Violet mengangguk sambil mengambil sepotong pizza dan makan langsung dari tangannya. Gadis itu memandag Rosie yang mengenakan kaus oblong putih kebesaran juga celana katun panjang kelabu dengan rambut diikat tinggi-tinggi.
Kapan dia jadi setinggi ini? Aku ternyata juga nggak memberi perhatian padanya sampai nggak sadar kalau Rosie semakin dewasa setiap harinya.
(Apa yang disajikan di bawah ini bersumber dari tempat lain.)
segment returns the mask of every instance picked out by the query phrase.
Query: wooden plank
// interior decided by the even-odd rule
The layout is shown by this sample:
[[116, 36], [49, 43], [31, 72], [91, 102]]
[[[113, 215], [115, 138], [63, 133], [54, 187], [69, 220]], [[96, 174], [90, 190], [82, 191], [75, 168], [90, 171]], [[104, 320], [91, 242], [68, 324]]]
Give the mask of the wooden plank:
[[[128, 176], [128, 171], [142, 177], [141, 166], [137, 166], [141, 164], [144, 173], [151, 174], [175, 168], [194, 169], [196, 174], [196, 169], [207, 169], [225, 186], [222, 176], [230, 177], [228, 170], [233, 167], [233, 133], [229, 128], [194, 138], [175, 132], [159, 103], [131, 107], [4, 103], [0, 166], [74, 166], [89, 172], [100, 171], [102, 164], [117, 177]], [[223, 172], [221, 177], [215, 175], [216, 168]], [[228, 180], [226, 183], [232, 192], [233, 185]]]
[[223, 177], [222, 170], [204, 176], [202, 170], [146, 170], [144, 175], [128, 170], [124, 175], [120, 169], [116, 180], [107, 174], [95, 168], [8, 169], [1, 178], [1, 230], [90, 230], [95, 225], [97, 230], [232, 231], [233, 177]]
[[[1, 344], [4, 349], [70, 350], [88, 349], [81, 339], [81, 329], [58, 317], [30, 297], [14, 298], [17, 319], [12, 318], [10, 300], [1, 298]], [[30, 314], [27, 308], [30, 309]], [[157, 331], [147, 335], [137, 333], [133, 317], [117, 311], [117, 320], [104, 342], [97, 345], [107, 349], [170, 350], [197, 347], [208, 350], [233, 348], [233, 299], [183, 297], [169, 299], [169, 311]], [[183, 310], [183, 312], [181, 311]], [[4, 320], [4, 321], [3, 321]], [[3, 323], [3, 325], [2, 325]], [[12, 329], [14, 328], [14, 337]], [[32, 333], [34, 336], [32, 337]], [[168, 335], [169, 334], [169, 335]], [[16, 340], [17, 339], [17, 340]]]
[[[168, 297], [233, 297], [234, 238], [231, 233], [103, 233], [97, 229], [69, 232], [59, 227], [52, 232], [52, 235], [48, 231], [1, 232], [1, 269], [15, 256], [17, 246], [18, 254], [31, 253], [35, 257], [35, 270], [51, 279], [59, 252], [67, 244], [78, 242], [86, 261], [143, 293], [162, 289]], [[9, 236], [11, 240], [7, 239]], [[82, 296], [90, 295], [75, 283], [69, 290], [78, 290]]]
Dia juga akan punya kehidupannya sendiri nanti, pikir Violet dengan rasa nyeri di dada. Beberapa tahun lagi dia akan kuliah, berkenalan dengan cowok, bekerja di tempat yang keren, tambah cantik dan bisa saja jadi model seperti yang selalu dikatakannya saat melihat majalah mode. Atau, dia mungkin juga akan menikah dan punya anak yang lucu-lucu. Apakah aku bisa melihat semuanya?
“Kenapa?” Rosie mendongak dari piring dan memandang Violet dengan tatapan bingung.
“Nggak. Hanya berpikir, bagaimana wajahmu saat jadi pengantin nanti,” Violet menumpukan wajah pada sebelah tangannya yang bertengger di atas meja makan. “Aku membayangkan gaun seperti apa yang bakal kamu pakai di saat itu kelak.”
“Apaan, sih?” Rosie tampak geli. “Itu masih sangat jauh. Kenapa mendadak bicara soal itu? Harusnya aku yang bilang begitu. Kamu, kan, lebih tua daripada aku.”
Violet tersentak. Pernikahan? Dia belum pernah membayangkannya. Bisakah dia percaya dengan hal itu setelah melihat rumah tangga orang tuanya yang hancur dan dikhianati cowok yang disukainya?
“Aku harap kamu bisa bertemu dengan orang baik dan bahagia, Ros.” Violet menggumam.
***
Entah karena lelah atau kenyang, Violet segera tertidur setelah tubuhnya menyentuh ranjang. Begitu pulas hingga dia tidak menyadari kalau ponselnya terus-menerus bergetar. Layar gawai pipih itu berkedip-kedip menyala dan memunculkan pesan-pesan.
Ester219: Kalian lihat bagaimana dia pergi tadi?
Meg_babe: Kurasa Hanz terkena tipuannya. Dia nggak lihat bagaimana parahnya sikap Violet Moon. Aku jadi kasihan padanya.
VV213: Kalian tahu kalau Dave dan Hanz bertengkar hebat gara-gara cewek itu?
Ester219: Wah, keterlaluan banget.
Ester219: Sepertinya dia memang belum kapok kalau nggak dikasih pelajaran lebih.
Caseythequeen: Tenang saja. Dia bakal berpikir ulang untuk bikin keributan besok pagi.
Meg_babe: Hm? Apa yang kamu rencanakan, Casey?
Caseythequeen: Tunggu dan lihat saja.